We all know that the ring of germs of continuous functions at a point on, say $\mathbb{R}$, has a unique maximal ideal- namely, those functions that vanish at that point.
Can anyone think of a single other example of a prime ideal?
We know that there have to be lots and lots of them, since there are no non-zero nilpotent elements in the ring. You can't try and construct such a thing by looking at the germ of functions that vanish at some bigger set of points, because then you can use bump functions to produce two germs whose product is in the ideal but neither of whom belong to the ideal themselves.
The only other possible things we could think of would only have a hope of working if we were dealing with smooth functions (though we still haven't come up with an example there!).
Is it even possible to write down an example of such a thing for continuous functions, or are they just too ugly?
Best Answer
Choose a sequence $a_n$ of distinct points converging to $0$. "Choose" an ultrafilter on this countable set.
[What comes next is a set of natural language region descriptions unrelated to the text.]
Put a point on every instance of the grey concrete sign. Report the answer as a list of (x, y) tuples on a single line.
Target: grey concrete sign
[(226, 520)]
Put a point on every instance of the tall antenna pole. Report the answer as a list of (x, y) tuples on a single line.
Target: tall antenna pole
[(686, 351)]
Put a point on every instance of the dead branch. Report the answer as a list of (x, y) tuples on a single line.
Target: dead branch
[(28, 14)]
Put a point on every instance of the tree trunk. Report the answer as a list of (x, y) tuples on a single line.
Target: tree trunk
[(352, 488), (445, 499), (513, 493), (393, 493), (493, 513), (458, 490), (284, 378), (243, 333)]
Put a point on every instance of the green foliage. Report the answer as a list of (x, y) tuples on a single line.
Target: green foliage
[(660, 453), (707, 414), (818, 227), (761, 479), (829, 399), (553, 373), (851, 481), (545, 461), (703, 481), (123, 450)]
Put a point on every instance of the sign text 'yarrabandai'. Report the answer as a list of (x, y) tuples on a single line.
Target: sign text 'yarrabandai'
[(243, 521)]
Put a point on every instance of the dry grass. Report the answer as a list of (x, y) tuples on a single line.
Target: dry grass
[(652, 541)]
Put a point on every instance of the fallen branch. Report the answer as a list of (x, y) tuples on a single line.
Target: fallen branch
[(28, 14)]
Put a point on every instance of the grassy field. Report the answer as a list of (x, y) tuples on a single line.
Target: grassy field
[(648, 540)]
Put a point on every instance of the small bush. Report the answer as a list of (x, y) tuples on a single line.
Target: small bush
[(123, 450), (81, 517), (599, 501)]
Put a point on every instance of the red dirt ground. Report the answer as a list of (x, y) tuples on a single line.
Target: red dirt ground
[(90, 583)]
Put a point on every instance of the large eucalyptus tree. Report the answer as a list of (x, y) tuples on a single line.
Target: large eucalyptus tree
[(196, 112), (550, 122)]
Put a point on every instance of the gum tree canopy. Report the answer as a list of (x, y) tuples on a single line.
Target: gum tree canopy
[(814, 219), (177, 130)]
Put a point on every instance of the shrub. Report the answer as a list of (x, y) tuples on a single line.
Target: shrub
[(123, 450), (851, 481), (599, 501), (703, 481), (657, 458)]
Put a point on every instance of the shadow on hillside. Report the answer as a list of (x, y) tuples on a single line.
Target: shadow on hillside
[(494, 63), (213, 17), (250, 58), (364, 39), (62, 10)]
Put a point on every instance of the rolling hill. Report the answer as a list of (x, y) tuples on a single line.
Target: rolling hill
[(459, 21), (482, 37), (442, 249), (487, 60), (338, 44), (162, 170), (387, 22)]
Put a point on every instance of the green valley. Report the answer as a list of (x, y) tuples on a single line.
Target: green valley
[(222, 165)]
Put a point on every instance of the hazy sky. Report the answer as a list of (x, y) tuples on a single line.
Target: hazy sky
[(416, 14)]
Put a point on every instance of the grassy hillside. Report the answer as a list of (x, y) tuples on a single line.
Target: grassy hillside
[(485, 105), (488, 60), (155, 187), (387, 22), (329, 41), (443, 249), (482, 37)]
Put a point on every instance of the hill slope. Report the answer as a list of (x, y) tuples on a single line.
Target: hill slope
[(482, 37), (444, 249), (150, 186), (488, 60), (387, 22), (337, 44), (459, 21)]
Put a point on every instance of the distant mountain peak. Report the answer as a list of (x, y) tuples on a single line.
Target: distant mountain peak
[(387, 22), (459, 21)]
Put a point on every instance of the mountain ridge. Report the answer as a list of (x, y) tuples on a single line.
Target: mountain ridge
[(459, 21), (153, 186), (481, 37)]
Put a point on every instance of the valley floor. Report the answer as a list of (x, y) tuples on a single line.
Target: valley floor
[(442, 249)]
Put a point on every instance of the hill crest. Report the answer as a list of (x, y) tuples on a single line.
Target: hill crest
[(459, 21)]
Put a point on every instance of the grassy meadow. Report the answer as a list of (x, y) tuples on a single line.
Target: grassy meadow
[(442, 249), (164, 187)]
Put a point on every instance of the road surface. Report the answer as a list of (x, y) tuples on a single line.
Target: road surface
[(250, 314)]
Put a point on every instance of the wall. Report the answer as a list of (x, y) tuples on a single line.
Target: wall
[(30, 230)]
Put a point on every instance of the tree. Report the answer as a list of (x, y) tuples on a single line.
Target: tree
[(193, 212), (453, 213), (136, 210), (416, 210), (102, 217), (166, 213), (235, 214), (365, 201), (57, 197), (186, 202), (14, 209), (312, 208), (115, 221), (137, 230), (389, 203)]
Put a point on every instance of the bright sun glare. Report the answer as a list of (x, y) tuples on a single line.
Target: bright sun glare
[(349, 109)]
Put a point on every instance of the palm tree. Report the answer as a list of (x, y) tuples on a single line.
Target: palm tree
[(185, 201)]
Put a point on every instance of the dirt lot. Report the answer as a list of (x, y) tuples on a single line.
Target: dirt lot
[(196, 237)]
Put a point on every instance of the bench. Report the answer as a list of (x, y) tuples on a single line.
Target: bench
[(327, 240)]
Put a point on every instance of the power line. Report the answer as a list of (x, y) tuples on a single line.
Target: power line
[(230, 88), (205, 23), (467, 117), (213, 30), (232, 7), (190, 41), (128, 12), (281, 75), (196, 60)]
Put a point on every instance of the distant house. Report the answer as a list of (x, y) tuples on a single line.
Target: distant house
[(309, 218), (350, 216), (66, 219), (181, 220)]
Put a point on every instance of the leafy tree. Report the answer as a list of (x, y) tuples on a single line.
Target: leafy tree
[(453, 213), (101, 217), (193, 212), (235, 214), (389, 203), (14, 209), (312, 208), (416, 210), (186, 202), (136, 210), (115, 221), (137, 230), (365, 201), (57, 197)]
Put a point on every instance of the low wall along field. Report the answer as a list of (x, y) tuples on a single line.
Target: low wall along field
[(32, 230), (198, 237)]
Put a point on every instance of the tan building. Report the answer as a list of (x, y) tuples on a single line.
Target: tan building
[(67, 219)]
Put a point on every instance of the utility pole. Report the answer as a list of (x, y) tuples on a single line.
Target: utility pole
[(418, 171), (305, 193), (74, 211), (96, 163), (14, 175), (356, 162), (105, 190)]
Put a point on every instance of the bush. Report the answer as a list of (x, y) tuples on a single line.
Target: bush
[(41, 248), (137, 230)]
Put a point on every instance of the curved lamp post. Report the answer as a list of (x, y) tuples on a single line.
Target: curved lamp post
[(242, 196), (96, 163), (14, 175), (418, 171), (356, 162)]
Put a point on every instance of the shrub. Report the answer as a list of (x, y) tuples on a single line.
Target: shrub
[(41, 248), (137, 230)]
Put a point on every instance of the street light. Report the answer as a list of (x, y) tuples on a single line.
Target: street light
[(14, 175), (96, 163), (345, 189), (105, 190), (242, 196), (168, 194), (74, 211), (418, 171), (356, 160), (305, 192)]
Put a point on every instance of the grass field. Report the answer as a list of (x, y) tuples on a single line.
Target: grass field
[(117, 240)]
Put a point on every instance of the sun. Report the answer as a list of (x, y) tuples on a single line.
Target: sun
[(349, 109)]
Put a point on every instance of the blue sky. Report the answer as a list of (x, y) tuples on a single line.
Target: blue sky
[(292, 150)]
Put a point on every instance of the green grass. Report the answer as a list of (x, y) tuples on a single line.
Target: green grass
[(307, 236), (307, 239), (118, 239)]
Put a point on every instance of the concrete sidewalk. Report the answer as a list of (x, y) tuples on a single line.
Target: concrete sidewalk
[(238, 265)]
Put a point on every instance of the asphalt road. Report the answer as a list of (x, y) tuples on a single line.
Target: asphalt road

Consider the germs of functions $f$ such that the set of all $a_n$ where $f(a_n)=0$ belongs to the filter. (This condition on the function depends only on its germ.)
EDIT The following refers to and complements George Elencwajg's answer. In particular the ideal $\frak m_a$ and $\frak m_a^{nb}$ are defined there.
Recall: An ultrafilter on the set $X$ gives you a maximal ideal in the ring of all real-valued functions, and these are the only prime ideals. If $X$ has a topology, then intersecting with $C(X)$ these yield prime ideals which may or may not be maximal. If $X$ is compact Hausdorff then every ultrafilter converges to (i.e. contains all neighborhoods of) a unique point.
For the rest of this discussion I assume $X$ is compact Hausdorff.
(1) Every proper ideal in $C(X)$ is contained in $\frak m_a$ for a (unique) point $a\in X$. In particular these are the only maximal ideals.
Proof: Otherwise $I$ has elements $f_1,\dots ,f_n$ such that the open sets $X-f^{-1}(0)$ cover $X$. But then $f_1^2+\dots +f_n^2$ is a a unit in $C(X)$.
(2) Every prime ideal $P$ of $C(X)$ must contain the ideal $\frak m_a^{nb}$ for some point $a\in X$.
Proof: Otherwise there exist $f_1,\dots ,f_n$ all outside $P$, vanishing respectively on open sets $U_1,\dots ,U_n$ that cover $X$. The product of the $f_i$ is zero, contradiction.
Thus
(3) All prime ideals of $C(X)$ correspond to prime ideals of the various local rings (rings of germs) $C(X)/\frak m_a^{nb}$.
Of course when the prime is determined by an ultrafilter then the point in question is the point that it converges to.
(4) The prime determined by an ultrafilter cannot be maximal unless the ultrafilter is principal.
Proof: If the ideal is $\frak m_a$, then a continuous function vanishing only at $a$ will belong to the ideal, implying that the singleton $a$ belongs to the filter.
I suppose it can happen that different ultrafilters sometimes give the same prime ideal, but I'm not sure.
I suppose it can happen that there are prime ideals not determined by any ultrafilter, but I'm not sure. Such an ideal would not have the following property : If $f\in I$ and if $f^{-1}(0)\subset g^{-1}(0)$ then $g\in I$.